Road 2: Restricted TEAL/AVM Emitter

This road should follow only after the package route has clarified the exact artifact and validation shape. First spike:
  • define a restricted AVM-friendly IR subset;
  • lower simple arithmetic, storage reads/writes, assertions, logs, and ABI routing;
  • keep dynamic resource discovery, complex grouped transactions, inner asset flows, and LogicSig support out of the first direct path;
  • validate generated TEAL against the same localnet or simulator scenario.

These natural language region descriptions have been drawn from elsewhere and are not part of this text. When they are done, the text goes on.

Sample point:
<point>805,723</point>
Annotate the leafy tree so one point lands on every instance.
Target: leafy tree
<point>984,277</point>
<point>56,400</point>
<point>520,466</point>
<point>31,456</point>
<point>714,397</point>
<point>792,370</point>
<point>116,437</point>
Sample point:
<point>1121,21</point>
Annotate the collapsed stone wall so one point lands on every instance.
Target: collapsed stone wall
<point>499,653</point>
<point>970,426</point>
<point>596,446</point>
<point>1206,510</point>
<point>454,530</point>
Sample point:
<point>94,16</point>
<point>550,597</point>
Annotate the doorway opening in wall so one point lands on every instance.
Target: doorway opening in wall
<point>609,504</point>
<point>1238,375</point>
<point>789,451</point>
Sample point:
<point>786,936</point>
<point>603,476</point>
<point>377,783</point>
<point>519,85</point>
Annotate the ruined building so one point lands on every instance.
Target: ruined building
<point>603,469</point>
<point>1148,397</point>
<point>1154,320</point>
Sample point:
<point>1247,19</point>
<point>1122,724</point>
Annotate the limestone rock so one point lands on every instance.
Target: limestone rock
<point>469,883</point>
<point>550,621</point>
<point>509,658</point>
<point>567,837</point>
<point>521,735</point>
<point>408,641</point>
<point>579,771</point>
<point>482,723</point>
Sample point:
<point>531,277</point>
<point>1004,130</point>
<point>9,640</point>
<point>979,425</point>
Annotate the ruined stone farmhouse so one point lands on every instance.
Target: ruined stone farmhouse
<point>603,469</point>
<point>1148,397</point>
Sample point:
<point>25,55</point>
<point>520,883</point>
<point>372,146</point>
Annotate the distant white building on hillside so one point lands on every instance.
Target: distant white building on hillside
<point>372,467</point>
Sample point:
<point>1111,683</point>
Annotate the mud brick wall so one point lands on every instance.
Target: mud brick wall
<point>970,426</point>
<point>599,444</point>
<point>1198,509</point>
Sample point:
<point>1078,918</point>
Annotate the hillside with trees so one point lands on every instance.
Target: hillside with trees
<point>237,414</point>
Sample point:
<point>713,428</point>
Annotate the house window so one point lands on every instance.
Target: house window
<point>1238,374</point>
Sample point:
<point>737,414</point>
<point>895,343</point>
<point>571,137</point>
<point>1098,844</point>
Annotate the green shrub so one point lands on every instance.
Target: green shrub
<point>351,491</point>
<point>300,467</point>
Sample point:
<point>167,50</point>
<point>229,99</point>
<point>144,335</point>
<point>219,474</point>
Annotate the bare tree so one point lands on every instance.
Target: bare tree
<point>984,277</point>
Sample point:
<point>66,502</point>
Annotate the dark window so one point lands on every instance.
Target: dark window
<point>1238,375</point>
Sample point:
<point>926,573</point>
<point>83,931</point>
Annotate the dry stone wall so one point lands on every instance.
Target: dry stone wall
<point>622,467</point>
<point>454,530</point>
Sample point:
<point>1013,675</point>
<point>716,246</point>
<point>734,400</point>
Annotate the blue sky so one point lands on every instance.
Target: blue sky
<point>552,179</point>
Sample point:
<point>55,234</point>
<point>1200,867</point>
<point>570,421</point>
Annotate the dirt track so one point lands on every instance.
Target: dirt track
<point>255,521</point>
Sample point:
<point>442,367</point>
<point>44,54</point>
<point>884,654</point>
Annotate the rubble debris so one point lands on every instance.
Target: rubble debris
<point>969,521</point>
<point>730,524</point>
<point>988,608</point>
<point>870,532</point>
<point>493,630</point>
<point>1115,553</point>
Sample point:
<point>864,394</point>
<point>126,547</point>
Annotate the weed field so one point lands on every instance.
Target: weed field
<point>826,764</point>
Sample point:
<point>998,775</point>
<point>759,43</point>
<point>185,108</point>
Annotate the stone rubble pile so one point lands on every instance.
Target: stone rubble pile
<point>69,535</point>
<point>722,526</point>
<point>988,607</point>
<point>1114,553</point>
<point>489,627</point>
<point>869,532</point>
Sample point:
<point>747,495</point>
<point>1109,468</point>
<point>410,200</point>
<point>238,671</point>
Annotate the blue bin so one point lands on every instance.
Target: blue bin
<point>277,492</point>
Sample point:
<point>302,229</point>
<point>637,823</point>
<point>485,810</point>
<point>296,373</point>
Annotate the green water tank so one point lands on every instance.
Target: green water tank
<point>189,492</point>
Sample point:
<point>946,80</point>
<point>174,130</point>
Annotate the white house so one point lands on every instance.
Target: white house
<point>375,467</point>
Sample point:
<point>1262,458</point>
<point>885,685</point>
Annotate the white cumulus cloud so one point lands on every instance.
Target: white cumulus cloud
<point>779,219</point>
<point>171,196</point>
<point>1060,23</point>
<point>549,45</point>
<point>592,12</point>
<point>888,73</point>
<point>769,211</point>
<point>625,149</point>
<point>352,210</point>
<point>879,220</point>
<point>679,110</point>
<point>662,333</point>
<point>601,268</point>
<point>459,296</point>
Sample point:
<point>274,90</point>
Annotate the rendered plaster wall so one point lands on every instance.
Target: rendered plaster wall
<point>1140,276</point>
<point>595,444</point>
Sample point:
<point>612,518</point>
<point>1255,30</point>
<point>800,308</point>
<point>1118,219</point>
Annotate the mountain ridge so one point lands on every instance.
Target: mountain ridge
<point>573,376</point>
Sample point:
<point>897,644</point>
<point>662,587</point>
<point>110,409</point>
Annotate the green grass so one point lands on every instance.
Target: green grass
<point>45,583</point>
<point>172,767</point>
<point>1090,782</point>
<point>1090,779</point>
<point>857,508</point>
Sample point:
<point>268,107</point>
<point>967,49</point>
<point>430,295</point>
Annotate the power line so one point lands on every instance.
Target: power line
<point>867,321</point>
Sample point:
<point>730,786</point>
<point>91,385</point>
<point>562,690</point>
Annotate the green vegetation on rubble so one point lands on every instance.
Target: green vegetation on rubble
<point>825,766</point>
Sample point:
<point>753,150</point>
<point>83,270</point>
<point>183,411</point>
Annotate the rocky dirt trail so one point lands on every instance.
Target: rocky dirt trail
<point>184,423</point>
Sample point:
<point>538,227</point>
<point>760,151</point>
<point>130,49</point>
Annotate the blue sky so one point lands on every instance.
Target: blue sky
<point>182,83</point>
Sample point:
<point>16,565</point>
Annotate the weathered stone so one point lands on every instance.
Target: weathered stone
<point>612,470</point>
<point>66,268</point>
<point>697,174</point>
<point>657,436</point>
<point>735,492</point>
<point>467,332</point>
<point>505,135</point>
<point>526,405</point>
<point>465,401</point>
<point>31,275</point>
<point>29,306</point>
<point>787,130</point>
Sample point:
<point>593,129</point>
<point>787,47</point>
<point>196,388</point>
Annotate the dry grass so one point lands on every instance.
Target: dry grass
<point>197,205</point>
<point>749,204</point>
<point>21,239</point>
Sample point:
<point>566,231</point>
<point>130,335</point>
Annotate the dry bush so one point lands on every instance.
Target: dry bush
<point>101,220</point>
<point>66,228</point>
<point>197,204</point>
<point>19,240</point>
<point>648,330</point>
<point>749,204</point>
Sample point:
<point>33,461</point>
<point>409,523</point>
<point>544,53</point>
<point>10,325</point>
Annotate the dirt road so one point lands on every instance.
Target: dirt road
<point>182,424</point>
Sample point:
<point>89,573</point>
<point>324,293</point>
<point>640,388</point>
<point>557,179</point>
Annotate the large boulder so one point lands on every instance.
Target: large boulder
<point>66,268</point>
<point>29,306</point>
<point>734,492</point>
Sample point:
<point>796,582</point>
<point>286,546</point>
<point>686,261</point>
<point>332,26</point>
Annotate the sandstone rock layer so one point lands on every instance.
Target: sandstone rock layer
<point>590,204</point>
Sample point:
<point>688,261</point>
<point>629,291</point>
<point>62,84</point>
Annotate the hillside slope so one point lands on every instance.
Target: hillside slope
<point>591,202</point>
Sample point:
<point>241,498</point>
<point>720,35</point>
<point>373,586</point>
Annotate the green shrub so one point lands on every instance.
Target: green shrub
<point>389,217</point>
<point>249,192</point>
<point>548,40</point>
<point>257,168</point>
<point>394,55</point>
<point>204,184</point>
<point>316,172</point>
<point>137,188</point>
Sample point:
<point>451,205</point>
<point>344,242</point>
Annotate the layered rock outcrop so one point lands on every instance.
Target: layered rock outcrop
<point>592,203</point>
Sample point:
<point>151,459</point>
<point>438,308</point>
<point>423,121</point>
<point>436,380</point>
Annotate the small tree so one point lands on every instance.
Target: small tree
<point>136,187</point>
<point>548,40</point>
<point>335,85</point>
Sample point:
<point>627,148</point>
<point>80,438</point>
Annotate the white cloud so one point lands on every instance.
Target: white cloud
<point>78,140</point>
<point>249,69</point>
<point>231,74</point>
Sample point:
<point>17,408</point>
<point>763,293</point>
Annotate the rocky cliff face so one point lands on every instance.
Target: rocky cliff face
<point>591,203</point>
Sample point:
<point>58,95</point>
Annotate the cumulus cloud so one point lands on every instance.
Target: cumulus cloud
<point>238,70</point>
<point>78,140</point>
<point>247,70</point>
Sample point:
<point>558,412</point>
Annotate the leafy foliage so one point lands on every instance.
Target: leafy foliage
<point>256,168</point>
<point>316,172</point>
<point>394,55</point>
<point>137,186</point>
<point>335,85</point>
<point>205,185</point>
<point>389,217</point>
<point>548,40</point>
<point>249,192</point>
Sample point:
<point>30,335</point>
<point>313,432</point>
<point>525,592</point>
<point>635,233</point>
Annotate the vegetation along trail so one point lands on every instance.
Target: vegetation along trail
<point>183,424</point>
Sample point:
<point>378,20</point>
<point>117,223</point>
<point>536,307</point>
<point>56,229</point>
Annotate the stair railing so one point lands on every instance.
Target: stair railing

Non-Goals For The First Pass

  • Do not add algorand-avm to the code registry yet.
  • Do not classify Algorand as Wasm-host, EVM, Move, Solana, TVM, UTXO, or ZK circuit sourcegen.
  • Do not model Algo payment as EVM call value.
  • Do not treat global, local, and box storage as one undifferentiated map.
  • Do not hide app-call resource references from artifact metadata.
  • Do not claim LogicSig support from a stateful application-only spike.
  • Do not claim supported Algorand output until a local compile and app-call smoke exists.

Research Exit Criteria

Algorand can leave Research only when we have:
  • a reviewed target profile proposal;
  • a decided first spike path, likely Algorand Python or TypeScript sourcegen;
  • an app-vs-LogicSig policy;
  • a minimal Counter-like application scenario;
  • an ABI/app-spec and storage-schema policy;
  • a resource-reference and transaction-group policy;
  • an inner-transaction policy, even if deferred from the first spike;
  • a documented toolchain requirement set, including AlgoKit and the chosen language compiler path;
  • at least one reproducible local validation command;
  • artifact metadata for source, AVM bytecode, ABI/app spec, storage schema, resource references, toolchain versions, and validation result.